Depuis le 13 janvier, des efforts importants ont eu lieu. En un mois, il convient de le rappeler ici, l’affirmation de l’autorité dans le nord avec le redéploiement de l’armée reconstituée avec le soutien de la MINUSMA, en particulier à Kidal, la reconstitution de l’état-major conjoint rassemblant Barkhane, le G5 Sahel, les Forces nationales à Niamey, le déploiement prévu d’un bataillon tchadien dans la zone des trois frontières, la livraison de tous les équipements militaires promis par l’Union Européenne, la mise en œuvre à la demande du Mali et du G5, des forces spéciales européennes dans le cadre de la plateforme de la Task force « Takouba ». Je pense au projet européen pour l’extension géographique et le renforcement de la mission de la formation militaire qu’elle a déjà initiée au Mali.

Je pense à mon pays, la France qui a déjà initié sur la décision du Président Macron, le renforcement, par 600 soldas supplémentaires de la Force Barkhane.

Le 26 mars prochain, un sommet organisé à Bruxelles par le président du Conseil européen, Charles Michel, permettra aux chefs d’Etats du G5 et de l’Union Européenne de réfléchir ensemble sur les voies et moyens d’aller encore plus loin sur le chemin de la concertation. Ce sera encore un moment important pour continuer à avancer ensemble dans notre coalition.

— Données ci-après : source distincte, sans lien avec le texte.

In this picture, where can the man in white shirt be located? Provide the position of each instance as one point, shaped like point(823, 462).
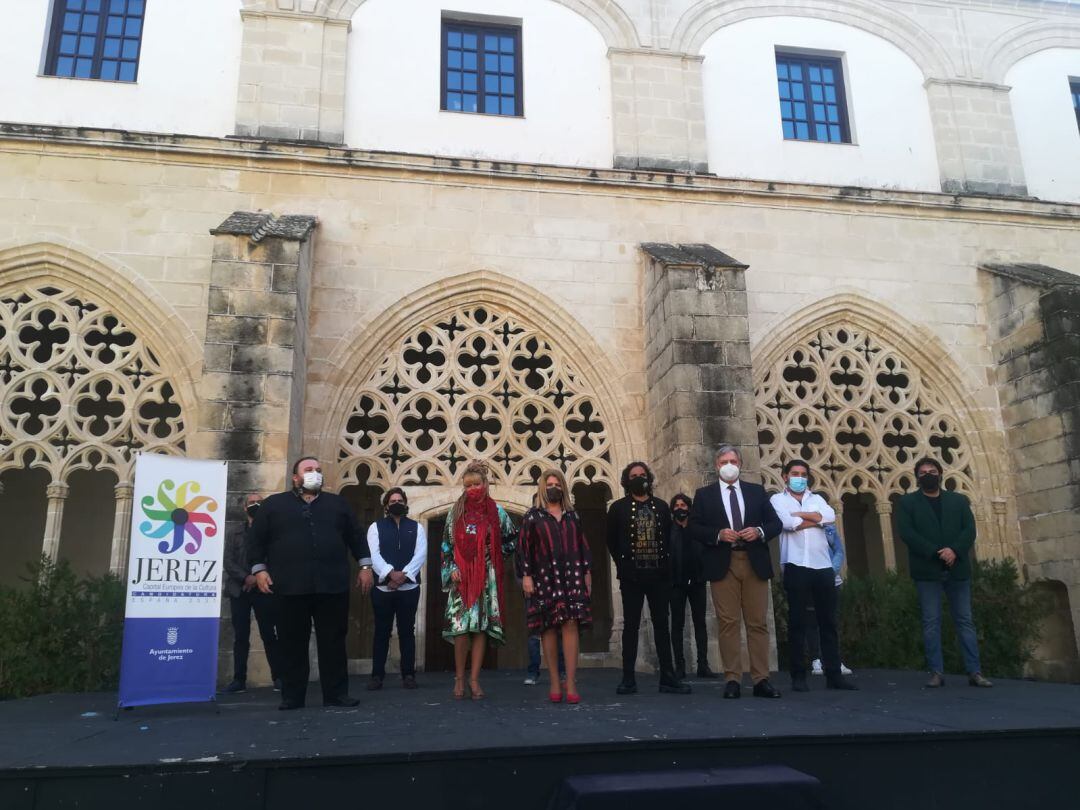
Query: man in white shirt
point(808, 575)
point(399, 548)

Les armes, à elles seules, ne suffiront pas pour venir à bout du terrorisme, en tout cas pas dénaturer, il faut aussi répondre aux besoins des populations dans leurs frustrations et parfois leur désespoir pour éliminer le terrorisme. C’est le sens du partenariat pour la sécurité et la stabilité au Sahel lancé à l’initiative du Président de la République et de la chancelière allemande.

Nous comptons donc sur un dialogue régulier avec vos gouvernements pour partager notre identification des besoins prioritaires et pour lever les blocages.

A l’issue de cette assemblée de L’Allinace Sahel, nous allons avoir de précisions sur les zones de crise et les besoins les plus urgents pour la stabilisation et le développement rapide de la région du Sahel.

Il y a en effet urgence, dans certaines régions, à passer à des modalités d’engagement nouvelles.

Je suis convaincu que notre action commune donnera ses fruits. Les jihadistes cherchent encore à nous désunir à nous confiner dans notre résignation, autant de raisons supplémentaires pour unir nos efforts pour mettre en échec ces terroristes ».

La ministre espagnole des Affaires étrangères, chargée de Affaires de l’Union européenne et de la Coopération a réitéré l’appui de son pays au G5 Sahel et assuré de son accompagnement de ses actions et programmes de lutte contre le terrorisme, l’extrémisme violent, du crime transfrontalier et du trafic des êtres humains.

Elle a souligné la corrélation entre la sécurité et le développement, affirmant que l’action militaire doit être nécessairement accompagnée par des réponses aux besoins des populations et à leur aspiration à une vie décente.

Lui succédant, M. Ahmed Ali Sayigh, ministre d’État des Émirats Arabes Unis, a félicité le Président de la République pour la chaleur de l’accueil et la qualité d’organisation du sommet, réaffirmant la disponibilité de son pays à poursuivre son appui aux pays du G5 Sahel dans leur lutte contre le terrorisme et au renforcement des fondements d’un développement durable dans la région.

Ensuite, le président de la Commission de l’Union Africaine et les représentants de l’Italie, de l’ONU, de l’Union Européenne et de la Banque Mondiale ont fait des interventions dans lesquelles, ils ont mis l’accent sur la nécessité de conjuguer les efforts pour lever toutes les contraintes sécuritaires et de développement auxquelles le Sahel fait face, assurant de l’appui de leurs Etats et institutions.